There is perhaps some justification for using runs test(s) as an initial (global) test to detect trends, with subsequent tests only applied if the initial runs test is significant. We found two ecological examples, one in relation to detecting spatial clustering and the other considering cyclic fluctuations over time. Similarly, the runs test can be used to check for trend in the residuals of nonlinear regression, but it cannot on its own provide a test of goodness of fit. The danger with the runs test for both these applications is that there are some non-random patterns that it will fail to identify.
What the statisticians saySprent (1993) (1998) covers both the one-sample runs test and the two-sample Wald-Wolfowitz test. Zar (1998) covers only the one sample test in Chapter 25, noting that use of the Wilcoxon-Mann-Whitney test is preferable to the Wald-Wolfowitz test in the two sample situation. Sokal & Rohlf (1995) covers the one-sample runs test with a good explanation of its varied usage. Gibbons & Chakraborti (1992) give a detailed treatment of runs tests including exact (permutation) tests, and tests based on the length of longest run. Siegel (1956) is an older text but is still useful for nonparametric tests.

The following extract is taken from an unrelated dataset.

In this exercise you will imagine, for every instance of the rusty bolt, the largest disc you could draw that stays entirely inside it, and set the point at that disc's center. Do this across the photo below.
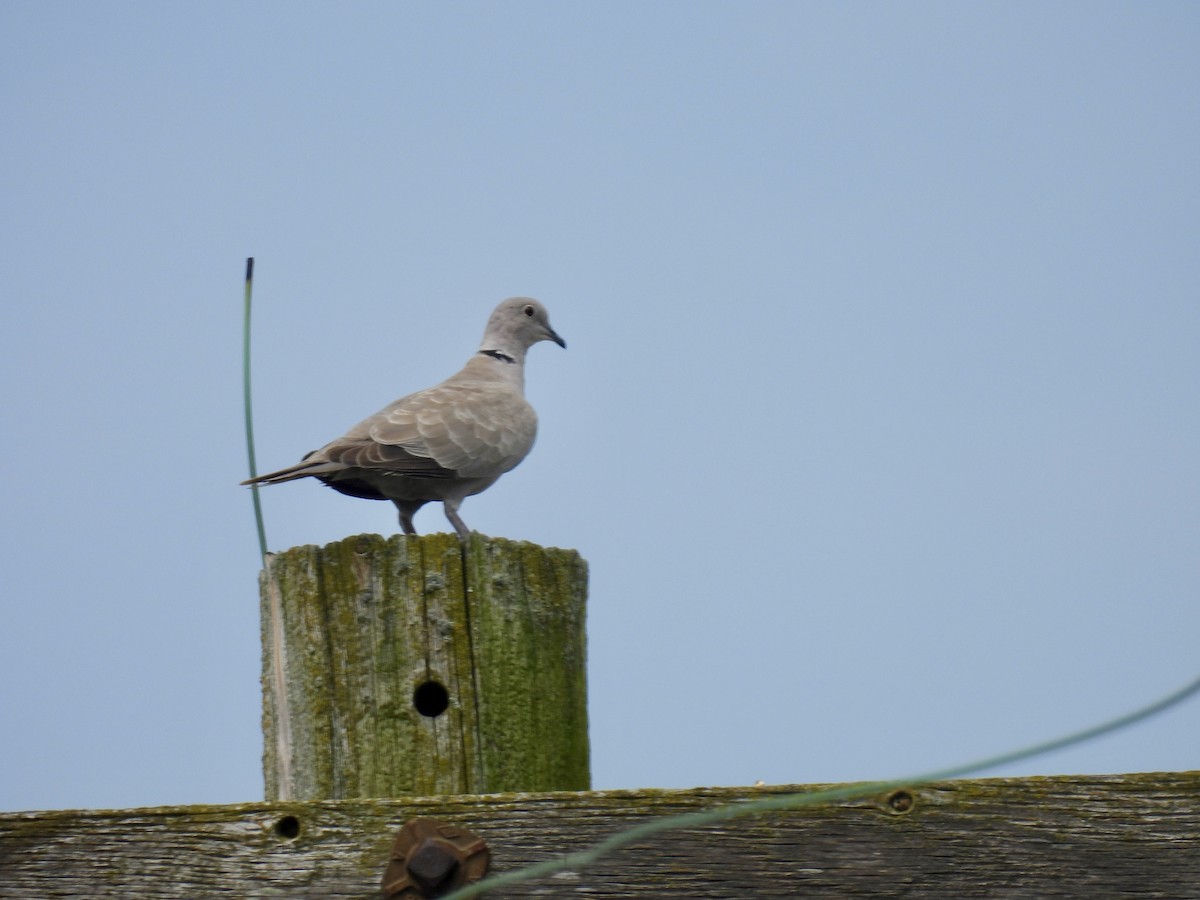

Mogull (1994) reports that the test is incapable of signaling departures from randomness with run lengths of two. Moore & Wallis (1943) look at runs tests for carrying out significance tests on time series data, whilst Huitema (1996) notes that it has the wrong type I error rate if used to evaluate the independence of errors in time-series regression models. Mood (1940) reviews much of the underlying theory on the distribution of runs, whilst Wald & Wolfowitz (1940) proposes the two independent sample runs test.
Wikipedia describes the main features of the runs test (Wald-Wolfowitz runs test and runs test are treated as synonyms).